Tashi Delek ! (« Bonjour » en tibétain)


Après deux jours dans des trains de nuit, nous sommes arrivés à Lhassa, capitale du Tibet ! Quel bonheur !

Le plateau du Tibet est perché à 4000 mètres en moyenne, en le traversant cette nuit en train, nous avons même dépassé les 5000 mètres par endroit. Cela rend le sommeil un peu plus léger, mais on s’en sort plutôt pas mal comparé à la moyenne. L’altitude peut rendre vraiment malade, et même forcer certains à redescendre si les symptômes se font trop violents. On a juste le souffle un peu court mais on se sent bien au Tibet, on est heureux d’arriver dans cette zone si particulière. On comprend aussi que cette étape tibétaine est la dernière avant d’atteindre le Népal, notre dernière étape donc !

Traverser le Tibet n’est pas un voyage comme un autre, on est obligé de passer par une agence car il est tout simplement interdit de voyager en autonomie. On ne sait pas vraiment à quoi s’attendre car c’est la première fois qu’on participe à un voyage organisé.
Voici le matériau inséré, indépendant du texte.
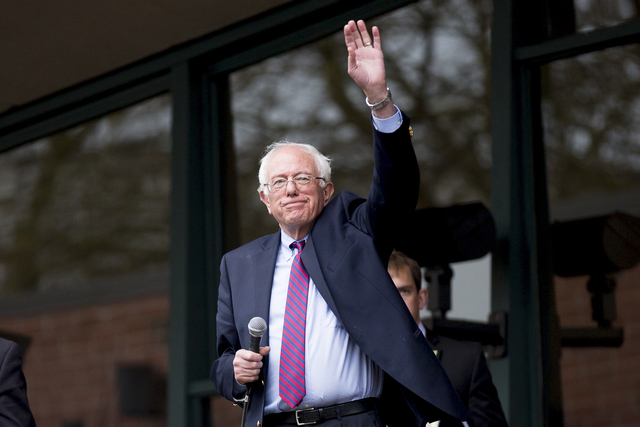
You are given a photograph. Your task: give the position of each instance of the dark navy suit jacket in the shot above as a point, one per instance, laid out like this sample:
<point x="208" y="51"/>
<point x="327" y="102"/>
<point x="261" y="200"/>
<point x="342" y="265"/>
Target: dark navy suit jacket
<point x="14" y="405"/>
<point x="466" y="366"/>
<point x="346" y="256"/>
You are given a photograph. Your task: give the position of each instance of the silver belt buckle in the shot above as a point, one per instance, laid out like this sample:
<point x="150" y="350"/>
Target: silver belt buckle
<point x="298" y="420"/>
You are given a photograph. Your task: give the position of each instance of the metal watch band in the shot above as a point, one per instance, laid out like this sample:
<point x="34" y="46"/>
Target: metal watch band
<point x="381" y="104"/>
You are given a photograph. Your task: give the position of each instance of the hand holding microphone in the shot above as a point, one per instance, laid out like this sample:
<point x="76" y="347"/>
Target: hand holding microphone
<point x="247" y="363"/>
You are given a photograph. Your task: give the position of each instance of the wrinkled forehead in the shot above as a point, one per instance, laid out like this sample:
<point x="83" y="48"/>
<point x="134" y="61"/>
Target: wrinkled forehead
<point x="291" y="161"/>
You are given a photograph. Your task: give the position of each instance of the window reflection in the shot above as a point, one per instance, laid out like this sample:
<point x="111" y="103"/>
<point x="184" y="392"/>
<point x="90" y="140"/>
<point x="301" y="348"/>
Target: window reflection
<point x="592" y="14"/>
<point x="84" y="249"/>
<point x="87" y="203"/>
<point x="592" y="134"/>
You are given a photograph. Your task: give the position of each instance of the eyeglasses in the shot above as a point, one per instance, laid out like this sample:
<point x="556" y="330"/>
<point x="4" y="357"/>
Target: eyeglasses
<point x="278" y="184"/>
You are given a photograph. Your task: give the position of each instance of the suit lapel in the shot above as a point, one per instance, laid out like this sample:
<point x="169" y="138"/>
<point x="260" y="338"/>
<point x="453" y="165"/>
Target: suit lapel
<point x="310" y="260"/>
<point x="434" y="342"/>
<point x="264" y="264"/>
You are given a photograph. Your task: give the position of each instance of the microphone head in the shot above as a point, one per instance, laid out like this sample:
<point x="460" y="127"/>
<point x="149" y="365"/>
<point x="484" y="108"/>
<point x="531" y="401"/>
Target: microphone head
<point x="257" y="327"/>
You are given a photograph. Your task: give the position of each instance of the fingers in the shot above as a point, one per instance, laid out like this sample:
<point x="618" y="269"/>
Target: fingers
<point x="357" y="36"/>
<point x="364" y="34"/>
<point x="246" y="365"/>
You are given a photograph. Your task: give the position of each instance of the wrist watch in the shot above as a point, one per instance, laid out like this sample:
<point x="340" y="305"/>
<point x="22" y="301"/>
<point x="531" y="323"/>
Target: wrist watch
<point x="381" y="104"/>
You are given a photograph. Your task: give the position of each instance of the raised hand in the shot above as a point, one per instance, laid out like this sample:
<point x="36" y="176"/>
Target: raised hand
<point x="366" y="61"/>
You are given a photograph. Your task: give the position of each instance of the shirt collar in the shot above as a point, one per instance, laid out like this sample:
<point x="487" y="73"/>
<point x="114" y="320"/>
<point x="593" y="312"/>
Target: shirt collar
<point x="286" y="241"/>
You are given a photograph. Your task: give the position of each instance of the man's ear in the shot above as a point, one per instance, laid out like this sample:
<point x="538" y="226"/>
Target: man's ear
<point x="328" y="192"/>
<point x="423" y="297"/>
<point x="265" y="200"/>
Bien sûr, on a pas mal d’informations sur le programme qui nous attend, et surtout on a un itinéraire plutôt clair : on doit passer 2 jours à Lhassa puis prendre la route en mini-bus pour traverser le Tibet jusqu’à la frontière népalo-chinoise. C’est donc un voyage de 5 jours en collectif qui nous attend. Notre groupe se compose d’une dizaine de personnes que l’on va découvrir !


Dès le début, on est bien accueilli à notre sorti de la gare, un chauffeur de l’agence nous attend, en guise de bienvenue il nous passe autour du cou des écharpes blanches. On retrouvera ce geste plusieurs fois au cours de la semaine. Se faire porter dans des voyage de groupe n’est pas dans nos habitudes, mais il faut avouer qu’il y a des luxes sur lesquels on ne crache pas et la chambre d’hôtel luxueuse qu’on découvre en fait partie. Certains hébergements et sanitaires traversés pendant ce voyage nous ont appris à rester digne en toute circonstance - enfin on a essayé ! - alors après ça, le luxe à un petit goût supplémentaire que ne connaissent pas ceux qui s’y sont habitué. La simplicité d’une salle de bain propre équipée de l’eau chaude vous arrache un sourire de malice quand vous avez connu plusieurs jours de suite les toilettes « turcs - chinois » et des douches tièdes ou froides…


Notre première impression de Lhassa est mitigée, de fait ça ressemble aujourd’hui à une grande ville chinoise. Certains quartiers faits de routes en quadrillage et de grandes tours sont sortis de terre en quelques années à peine. Heureusement le centre ville garde un charme fou et a été bien préservé, comme la plupart des temples et du mythique Potala palace. Ces restes du passé ont survécu à l’instauration du communisme et à la révolution culturelle chinoise. On a donc la chance de pouvoir traverser ces lieux chargés d’histoire et d’observer la culture tibétaine s’y déployer pleinement. Loin d’un folklore entretenue pour les touristes, la culture tibétaine et bouddhique est bien vivante dans les rues de Lhassa, où l’on peut observer les pèlerins venus des campagnes. Certains se contentent de marcher en famille autour du principal temple de la ville, tandis que d’autres font des pèlerinages bien plus difficile physiquement : la méthode consistant à rejoindre Lhassa à pied en se couchant par terre tous les 3 pas avant de se relever pour recommencer. On a aperçut quelques uns de ces pèlerins depuis le train qui nous mena à Lhassa, se couchant par terre au milieu de la route, se relevant pour parcourir 1 mètre avant de recommencer. Cette pratique est vraiment impressionnante, les hommes et les femmes qui s’y dévouent sont couverts de poussière de la tête aux pieds. On en voit beaucoup dans le centre ville de Lhassa, ils se laissent dépasser par la foule, ne prêtent pas attention à l’extérieur, comme hypnotisés dans leur pratique.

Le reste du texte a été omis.